The findings of the 2nd Japan-South Korea joint opinion survey, which were released prior to the Seoul meeting, were a strong indicator. The survey shows that despite the continued deterioration of public sentiment toward each other's countries, there emerged strong voices from a majority of respondents in both countries, which called for rectification of the present impasse in bilateral relations.
During the one-day Seoul debate, one of the South Korean panelists, himself a journalist, overly criticized the South Korean media industry for inflaming animosity with biased reporting to win viewers and readers by utilizing anti-Japanese public sentiment. A South Korean business leader sternly rebuked the participating South Korean politicians by asking what they have actually done to solve the problems between Japan and South Korea.

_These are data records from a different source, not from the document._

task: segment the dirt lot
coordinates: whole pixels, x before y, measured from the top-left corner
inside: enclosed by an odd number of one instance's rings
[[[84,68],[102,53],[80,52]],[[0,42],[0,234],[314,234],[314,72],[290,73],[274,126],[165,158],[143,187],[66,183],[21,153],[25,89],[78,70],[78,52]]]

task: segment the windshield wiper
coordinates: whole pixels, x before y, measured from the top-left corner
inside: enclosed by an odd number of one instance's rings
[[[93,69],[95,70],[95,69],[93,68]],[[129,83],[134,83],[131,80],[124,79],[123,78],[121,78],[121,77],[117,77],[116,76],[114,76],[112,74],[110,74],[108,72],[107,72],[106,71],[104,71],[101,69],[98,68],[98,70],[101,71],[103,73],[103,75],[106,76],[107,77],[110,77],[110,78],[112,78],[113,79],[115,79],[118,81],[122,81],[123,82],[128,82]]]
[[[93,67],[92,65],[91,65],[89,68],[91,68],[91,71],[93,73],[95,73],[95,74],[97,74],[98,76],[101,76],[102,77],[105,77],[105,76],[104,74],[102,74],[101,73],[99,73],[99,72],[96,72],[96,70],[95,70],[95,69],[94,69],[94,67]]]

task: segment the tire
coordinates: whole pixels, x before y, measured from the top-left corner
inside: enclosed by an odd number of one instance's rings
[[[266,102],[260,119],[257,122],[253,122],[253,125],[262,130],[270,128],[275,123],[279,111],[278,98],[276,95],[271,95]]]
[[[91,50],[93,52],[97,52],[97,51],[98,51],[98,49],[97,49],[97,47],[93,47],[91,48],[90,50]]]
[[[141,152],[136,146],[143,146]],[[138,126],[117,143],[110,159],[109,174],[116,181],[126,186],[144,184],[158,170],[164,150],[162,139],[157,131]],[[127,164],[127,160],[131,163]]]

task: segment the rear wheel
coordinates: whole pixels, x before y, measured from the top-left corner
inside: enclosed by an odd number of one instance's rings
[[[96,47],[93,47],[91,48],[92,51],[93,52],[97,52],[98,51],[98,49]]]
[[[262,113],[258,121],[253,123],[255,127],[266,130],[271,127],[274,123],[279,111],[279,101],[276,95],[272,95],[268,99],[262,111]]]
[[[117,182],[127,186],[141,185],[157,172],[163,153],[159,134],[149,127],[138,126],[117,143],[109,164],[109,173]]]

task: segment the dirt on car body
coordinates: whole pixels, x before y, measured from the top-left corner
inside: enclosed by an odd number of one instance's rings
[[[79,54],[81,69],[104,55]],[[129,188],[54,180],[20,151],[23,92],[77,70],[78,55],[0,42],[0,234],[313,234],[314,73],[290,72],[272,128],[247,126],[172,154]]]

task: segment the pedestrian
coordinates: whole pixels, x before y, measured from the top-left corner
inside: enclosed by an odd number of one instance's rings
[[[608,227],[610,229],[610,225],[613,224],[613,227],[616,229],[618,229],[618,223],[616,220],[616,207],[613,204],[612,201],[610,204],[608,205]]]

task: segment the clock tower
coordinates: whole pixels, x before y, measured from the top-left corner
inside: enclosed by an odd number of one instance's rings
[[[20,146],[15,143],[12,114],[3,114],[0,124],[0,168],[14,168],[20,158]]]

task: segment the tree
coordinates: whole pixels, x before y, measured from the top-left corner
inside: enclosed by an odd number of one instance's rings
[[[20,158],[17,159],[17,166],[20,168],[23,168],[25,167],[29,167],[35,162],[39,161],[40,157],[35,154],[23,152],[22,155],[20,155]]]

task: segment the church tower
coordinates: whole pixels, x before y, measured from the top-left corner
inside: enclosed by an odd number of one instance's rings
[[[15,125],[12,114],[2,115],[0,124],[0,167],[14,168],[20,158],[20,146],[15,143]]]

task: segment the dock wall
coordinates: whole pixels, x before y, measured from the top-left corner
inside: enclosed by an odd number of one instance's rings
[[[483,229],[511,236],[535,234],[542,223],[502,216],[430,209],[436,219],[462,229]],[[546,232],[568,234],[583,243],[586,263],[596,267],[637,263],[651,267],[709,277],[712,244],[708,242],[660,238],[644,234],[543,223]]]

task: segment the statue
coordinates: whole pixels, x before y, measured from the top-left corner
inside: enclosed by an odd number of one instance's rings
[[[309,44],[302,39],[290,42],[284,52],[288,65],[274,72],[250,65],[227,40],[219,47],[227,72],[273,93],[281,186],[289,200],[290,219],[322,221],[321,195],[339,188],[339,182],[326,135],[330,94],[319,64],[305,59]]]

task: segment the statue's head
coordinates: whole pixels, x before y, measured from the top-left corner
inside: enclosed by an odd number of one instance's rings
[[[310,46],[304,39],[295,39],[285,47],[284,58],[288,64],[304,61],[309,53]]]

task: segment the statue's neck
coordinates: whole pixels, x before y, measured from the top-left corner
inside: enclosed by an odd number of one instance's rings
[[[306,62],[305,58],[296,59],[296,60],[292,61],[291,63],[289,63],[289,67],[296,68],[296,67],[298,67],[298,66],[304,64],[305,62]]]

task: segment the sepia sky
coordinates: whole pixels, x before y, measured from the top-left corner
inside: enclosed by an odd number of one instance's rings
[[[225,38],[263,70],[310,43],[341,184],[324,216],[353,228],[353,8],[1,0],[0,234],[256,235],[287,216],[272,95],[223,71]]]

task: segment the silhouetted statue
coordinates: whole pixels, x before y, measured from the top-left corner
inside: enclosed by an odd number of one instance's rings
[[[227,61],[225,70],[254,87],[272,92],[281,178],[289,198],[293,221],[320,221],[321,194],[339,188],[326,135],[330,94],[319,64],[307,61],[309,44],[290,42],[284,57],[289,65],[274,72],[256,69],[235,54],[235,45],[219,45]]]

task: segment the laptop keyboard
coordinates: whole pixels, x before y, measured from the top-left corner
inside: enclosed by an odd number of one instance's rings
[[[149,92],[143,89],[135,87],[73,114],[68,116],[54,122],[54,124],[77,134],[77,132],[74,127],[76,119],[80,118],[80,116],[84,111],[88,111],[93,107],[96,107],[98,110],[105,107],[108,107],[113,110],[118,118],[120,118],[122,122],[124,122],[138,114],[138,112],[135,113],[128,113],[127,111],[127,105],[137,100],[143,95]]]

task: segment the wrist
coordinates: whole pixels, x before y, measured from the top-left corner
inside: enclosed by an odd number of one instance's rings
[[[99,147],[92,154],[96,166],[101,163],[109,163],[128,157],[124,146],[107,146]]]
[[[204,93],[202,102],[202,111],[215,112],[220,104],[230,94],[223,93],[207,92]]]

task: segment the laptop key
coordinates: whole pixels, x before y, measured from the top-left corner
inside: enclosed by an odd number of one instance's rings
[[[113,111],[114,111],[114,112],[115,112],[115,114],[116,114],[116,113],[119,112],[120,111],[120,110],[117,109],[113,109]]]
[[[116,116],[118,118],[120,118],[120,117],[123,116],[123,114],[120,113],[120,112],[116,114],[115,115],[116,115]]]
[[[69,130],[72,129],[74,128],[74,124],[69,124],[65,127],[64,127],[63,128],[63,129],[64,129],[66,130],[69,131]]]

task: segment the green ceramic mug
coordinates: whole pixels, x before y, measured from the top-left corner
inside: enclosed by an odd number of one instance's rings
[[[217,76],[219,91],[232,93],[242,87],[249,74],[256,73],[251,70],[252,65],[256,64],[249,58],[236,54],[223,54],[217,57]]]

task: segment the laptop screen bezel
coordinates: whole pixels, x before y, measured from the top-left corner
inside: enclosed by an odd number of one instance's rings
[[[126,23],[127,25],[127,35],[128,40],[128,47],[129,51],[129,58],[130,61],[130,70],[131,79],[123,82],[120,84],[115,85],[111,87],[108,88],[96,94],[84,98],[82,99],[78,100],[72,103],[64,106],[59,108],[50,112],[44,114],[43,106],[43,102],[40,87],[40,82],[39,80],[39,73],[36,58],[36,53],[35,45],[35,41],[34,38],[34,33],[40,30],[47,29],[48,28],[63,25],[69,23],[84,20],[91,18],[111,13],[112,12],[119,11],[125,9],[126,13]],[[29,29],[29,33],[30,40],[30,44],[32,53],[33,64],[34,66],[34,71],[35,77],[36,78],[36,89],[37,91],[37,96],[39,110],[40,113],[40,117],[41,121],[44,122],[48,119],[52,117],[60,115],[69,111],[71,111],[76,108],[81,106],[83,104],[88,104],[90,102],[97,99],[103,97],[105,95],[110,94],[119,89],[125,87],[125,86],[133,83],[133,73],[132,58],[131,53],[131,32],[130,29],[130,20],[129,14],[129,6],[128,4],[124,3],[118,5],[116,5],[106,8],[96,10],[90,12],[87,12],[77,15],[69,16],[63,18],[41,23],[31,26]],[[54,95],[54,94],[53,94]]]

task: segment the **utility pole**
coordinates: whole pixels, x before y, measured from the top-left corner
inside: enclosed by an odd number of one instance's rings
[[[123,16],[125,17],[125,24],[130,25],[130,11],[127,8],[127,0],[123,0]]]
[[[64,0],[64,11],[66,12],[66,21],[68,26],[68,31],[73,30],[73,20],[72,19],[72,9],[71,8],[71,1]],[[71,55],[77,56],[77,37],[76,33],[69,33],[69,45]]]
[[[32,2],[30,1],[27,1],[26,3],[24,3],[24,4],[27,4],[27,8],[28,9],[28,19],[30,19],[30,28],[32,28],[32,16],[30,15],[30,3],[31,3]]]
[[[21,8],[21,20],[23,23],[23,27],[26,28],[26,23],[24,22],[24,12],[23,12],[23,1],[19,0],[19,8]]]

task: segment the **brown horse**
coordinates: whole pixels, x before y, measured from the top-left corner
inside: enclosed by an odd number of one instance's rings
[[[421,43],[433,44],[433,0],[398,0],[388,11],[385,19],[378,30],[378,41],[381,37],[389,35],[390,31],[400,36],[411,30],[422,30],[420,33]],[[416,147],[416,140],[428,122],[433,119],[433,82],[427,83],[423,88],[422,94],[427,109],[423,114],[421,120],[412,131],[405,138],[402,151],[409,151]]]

From blame game to soul-searching
Such soul-searching among South Koreans was a clear departure from the blame game of the recent past. Indeed, many participants in the Seoul meeting, both Japanese and South Korean, were able to free themselves from an emotional standoff and re-examine the current situation of bilateral relations in a coolheaded and forward-looking manner.
At this meeting, the Japanese and South Korean participants also shared another point, that is, the huge loss of mutual benefits resulting from the bilateral antagonism.
In the wake of the rapid power shift in Northeast Asia caused by an emerging China and the comparative decline of the influence of the United States, Japan and South Korea face major changes in the environment surrounding them. Yet, both countries are unable to adjust their strategies to the new reality appropriately as they are mired in shortsighted bilateral confrontations.
In other words, Japan and South Korea should have cooperated with each other to defend their mutually shared interests, including economic ones, or to explore new opportunities in the face of the changing environment in Asia. Therefore, it is no surprise that many participants in the Seoul meeting from both countries argued that Japan and South Korea could enjoy big mutual benefits if they could re-establish cooperative ties and put aside the futile antagonism.
By witnessing such a positive atmosphere at the Seoul meeting, I sensed that this channel of dialogue is ready to move to a next, higher-level of communication.
Now, it is Japan's turn to come up with a vision and action plan to achieve this in the face of the ongoing major changes in Northeast Asia. Regrettably, intergovernmental dialogue with its neighbors remains stalled and serious debate on this pressing agenda is yet to start in Japan.
All the more reason, then, that the channels of dialogue in the private sector, like the Japan-South Korea Future Dialogue, work as a catalyst to achieve a breakthrough in the stalled governmental diplomacy.
My conviction is that we could create sound, forward-looking public opinion by promoting private-sector debate in a way open to the general public or in a way seeking the participation of ordinary citizens, which eventually would help to normalize governmental diplomacy.